Все наши ложные «сегодня» - [52]

Шрифт
Интервал

Часть проблемы состоит в том, что этот мир представляет собой отстойник женоненавистничества, мужского доминирования, совершенно безумных систем гендерных взаимоотношений, которые превалирующая часть населения редко воспринимает в штыки. Там, где я родился, равенство полов является нормой. И я говорю не только о таких фундаментальных понятиях, как равенство в оплате труда. Я имею в виду, что в восприятии мужчин и женщин с точки зрения политики, экономики и культуры нет принципиальной разницы. В моей реальности общественный статус не зависит ни от гениталий, ни от цвета глаз.

Это также означает, что некоторые вещи нашего мира ввергли бы вас в состояние шока. Допустим, в моем мире, когда пара расстается, считается хорошим тоном предложить бывшему партнеру локон своих волос, чтобы он смог заполучить ваш клон, которого он или она могут использовать как заблагорассудится, дабы скрасить расставание. У вашей генетической копии отсутствует сознание: она создана просто для осуществления элементарных физиологических функций. Ну, скажем, для сексуального удовлетворения. А когда бывший переживет утрату, живая кукла будет превращена в биомассу и возвращена изготовителю для дезинфекции. Возможно и повторное применение клона. Понимаю, что вам такое покажется дикостью, но для нас это – банальная обыденность.

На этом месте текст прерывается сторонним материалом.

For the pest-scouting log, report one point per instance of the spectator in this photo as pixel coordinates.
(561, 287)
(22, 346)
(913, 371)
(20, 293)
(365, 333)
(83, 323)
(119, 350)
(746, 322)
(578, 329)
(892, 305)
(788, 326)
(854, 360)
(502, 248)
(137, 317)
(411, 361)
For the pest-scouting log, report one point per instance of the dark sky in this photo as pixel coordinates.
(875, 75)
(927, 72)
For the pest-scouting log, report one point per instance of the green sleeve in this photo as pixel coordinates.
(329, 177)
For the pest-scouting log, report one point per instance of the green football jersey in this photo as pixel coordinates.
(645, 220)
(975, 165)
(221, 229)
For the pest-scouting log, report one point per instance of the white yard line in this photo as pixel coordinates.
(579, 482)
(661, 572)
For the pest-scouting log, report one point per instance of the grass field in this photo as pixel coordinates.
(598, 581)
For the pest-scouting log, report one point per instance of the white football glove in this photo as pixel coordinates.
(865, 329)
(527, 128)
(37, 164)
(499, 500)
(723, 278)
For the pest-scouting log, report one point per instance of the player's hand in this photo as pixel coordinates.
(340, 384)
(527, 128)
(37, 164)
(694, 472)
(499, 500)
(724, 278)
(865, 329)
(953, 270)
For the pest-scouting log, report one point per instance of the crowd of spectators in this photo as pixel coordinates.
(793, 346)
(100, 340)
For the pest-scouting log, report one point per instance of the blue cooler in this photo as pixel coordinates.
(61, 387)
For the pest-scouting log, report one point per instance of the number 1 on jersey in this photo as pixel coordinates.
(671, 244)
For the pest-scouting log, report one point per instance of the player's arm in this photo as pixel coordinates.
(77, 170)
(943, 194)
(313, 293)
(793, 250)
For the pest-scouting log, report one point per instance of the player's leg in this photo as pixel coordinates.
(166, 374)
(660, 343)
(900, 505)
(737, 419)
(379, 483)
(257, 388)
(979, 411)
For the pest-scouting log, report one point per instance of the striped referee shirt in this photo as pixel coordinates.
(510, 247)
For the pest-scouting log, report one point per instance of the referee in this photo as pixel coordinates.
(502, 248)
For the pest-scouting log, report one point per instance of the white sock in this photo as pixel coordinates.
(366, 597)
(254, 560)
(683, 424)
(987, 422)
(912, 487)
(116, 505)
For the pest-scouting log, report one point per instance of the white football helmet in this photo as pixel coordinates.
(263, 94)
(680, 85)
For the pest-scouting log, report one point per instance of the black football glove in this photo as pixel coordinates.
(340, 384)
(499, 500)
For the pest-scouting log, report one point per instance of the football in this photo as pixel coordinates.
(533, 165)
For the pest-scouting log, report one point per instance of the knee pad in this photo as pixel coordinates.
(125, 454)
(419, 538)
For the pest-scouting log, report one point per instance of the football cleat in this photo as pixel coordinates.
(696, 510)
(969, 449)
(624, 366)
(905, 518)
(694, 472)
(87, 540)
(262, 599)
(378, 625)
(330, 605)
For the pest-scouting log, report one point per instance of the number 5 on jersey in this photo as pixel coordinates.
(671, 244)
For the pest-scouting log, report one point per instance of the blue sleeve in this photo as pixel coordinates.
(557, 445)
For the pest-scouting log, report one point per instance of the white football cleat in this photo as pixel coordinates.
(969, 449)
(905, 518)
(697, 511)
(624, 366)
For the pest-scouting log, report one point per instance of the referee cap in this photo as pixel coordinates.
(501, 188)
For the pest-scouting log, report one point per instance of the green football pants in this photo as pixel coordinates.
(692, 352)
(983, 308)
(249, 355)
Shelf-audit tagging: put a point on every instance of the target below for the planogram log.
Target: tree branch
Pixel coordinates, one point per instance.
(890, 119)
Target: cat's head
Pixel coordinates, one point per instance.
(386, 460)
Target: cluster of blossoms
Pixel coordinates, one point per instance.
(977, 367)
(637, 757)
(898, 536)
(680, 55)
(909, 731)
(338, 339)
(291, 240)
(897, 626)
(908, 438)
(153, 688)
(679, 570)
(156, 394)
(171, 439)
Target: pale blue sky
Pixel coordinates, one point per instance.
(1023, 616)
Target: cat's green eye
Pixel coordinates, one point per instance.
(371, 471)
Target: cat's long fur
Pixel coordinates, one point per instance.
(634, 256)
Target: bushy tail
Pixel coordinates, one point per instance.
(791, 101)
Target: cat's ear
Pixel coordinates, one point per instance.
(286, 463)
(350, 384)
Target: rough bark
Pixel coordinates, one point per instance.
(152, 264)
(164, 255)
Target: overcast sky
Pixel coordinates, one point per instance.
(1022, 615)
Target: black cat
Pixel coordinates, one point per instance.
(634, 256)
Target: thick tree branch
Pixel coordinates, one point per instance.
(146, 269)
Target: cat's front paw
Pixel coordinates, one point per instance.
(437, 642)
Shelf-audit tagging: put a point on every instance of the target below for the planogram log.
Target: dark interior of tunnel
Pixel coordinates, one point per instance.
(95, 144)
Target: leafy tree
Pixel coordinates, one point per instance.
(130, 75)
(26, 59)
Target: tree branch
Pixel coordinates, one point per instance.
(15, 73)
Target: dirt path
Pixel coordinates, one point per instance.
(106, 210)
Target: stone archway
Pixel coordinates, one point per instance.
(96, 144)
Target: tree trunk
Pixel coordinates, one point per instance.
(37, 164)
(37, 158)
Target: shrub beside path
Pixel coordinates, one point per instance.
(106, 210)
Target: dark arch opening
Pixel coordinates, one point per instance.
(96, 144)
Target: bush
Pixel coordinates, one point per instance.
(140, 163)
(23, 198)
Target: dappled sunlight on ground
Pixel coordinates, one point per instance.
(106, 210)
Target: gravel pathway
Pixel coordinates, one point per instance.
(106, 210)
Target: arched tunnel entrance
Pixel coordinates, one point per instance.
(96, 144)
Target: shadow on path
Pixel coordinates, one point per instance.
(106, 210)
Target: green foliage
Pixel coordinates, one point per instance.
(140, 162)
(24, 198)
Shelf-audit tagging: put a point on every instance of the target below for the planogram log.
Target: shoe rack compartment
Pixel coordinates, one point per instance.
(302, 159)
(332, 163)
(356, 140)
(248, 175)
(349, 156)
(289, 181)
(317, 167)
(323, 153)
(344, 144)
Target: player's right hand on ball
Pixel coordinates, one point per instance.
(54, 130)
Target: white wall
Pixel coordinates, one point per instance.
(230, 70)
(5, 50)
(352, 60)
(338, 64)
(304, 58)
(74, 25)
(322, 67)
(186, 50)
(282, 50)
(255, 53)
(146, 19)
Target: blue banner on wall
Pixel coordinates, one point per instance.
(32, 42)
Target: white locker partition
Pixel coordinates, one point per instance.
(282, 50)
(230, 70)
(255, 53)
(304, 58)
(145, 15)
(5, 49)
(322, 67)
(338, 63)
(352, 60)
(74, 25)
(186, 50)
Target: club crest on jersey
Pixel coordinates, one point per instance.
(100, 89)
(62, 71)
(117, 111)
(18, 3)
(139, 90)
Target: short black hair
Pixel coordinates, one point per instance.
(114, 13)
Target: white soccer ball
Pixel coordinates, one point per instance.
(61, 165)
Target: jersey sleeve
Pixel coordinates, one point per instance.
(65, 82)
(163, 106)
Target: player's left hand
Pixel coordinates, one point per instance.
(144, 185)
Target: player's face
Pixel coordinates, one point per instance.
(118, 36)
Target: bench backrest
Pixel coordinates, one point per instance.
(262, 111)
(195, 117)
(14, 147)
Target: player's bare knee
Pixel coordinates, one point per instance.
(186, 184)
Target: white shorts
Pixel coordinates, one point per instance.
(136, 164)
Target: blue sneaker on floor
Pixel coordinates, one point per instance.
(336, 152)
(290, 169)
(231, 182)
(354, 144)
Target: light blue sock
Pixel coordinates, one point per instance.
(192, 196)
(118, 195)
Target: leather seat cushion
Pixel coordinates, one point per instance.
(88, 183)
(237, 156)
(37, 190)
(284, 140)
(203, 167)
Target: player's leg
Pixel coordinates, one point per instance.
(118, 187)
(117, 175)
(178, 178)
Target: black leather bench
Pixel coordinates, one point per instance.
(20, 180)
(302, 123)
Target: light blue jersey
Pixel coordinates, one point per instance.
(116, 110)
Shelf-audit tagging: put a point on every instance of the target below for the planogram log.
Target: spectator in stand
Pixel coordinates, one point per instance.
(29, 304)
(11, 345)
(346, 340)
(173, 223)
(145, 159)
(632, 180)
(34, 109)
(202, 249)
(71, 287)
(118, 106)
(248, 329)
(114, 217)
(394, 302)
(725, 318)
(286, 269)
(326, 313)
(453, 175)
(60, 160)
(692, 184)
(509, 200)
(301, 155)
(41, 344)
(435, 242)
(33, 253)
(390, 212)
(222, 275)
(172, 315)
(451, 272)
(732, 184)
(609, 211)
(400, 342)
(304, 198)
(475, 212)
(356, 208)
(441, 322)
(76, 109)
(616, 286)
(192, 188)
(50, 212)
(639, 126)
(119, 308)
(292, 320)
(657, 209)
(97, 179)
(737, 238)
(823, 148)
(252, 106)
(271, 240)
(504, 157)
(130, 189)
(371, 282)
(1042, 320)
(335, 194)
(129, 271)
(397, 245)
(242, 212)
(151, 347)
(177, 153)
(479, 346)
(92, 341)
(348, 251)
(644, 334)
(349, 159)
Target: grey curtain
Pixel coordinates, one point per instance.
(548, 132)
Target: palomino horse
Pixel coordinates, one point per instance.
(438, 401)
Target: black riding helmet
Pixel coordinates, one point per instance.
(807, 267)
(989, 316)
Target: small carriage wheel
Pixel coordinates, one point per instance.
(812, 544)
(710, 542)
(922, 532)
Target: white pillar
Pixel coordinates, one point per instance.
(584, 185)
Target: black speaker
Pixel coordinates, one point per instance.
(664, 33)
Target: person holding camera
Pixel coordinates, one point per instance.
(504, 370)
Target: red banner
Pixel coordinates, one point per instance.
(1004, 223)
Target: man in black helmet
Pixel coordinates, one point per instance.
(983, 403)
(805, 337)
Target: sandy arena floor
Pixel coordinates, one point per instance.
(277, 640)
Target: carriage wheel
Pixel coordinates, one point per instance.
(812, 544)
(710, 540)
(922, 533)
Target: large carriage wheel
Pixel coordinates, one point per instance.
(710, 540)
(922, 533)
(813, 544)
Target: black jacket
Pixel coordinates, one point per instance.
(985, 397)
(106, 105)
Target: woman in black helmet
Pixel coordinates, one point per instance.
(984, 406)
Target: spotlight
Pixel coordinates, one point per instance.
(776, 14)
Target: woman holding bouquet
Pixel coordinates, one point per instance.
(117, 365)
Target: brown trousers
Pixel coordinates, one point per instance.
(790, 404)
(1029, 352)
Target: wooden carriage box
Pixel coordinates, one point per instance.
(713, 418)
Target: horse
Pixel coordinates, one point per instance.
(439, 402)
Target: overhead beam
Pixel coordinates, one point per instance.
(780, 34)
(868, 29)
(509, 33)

Именно поэтому самоуничижительная преданность моей матери по отношению к моему отцу и толкнула меня на скользкую дорожку.

Конечно, я хотел занять место в фокусе ее внимания, но суть в другом! Отец не очень-то и нуждался в ее самопожертвовании. Пока мама была жива, он ее почти не замечал, как, впрочем, и меня. Для такого образа жизни не существовало никакой иной причины, кроме сознательного выбора. А в конечном счете обслуживать отца оказалось даже труднее, чем жить по-иному…

У каждого человека в нашем мире есть почти неограниченные возможности, но похоже, что мать сразу же сделала свой выбор в пользу отца.

Хотя, вероятно, я просто до сих остаюсь сексистом.

Я вернулся к главе одиннадцать и вырезал кое-какие нескромные комментарии о личной жизни своих бывших. Я и еще несколько моих друзей знакомы с ними уже лет семнадцать, и мы нисколько не стеснялись обсуждать их во всяких подробностях, но я не уверен, что Эстер, Меган или Табита разрешили бы мне раскрыть интимные детали их жизни широкой публике. Однако я не собираюсь проявлять неуважение к их памяти и исключать барышень из моего повествования. Нет уж – дудки!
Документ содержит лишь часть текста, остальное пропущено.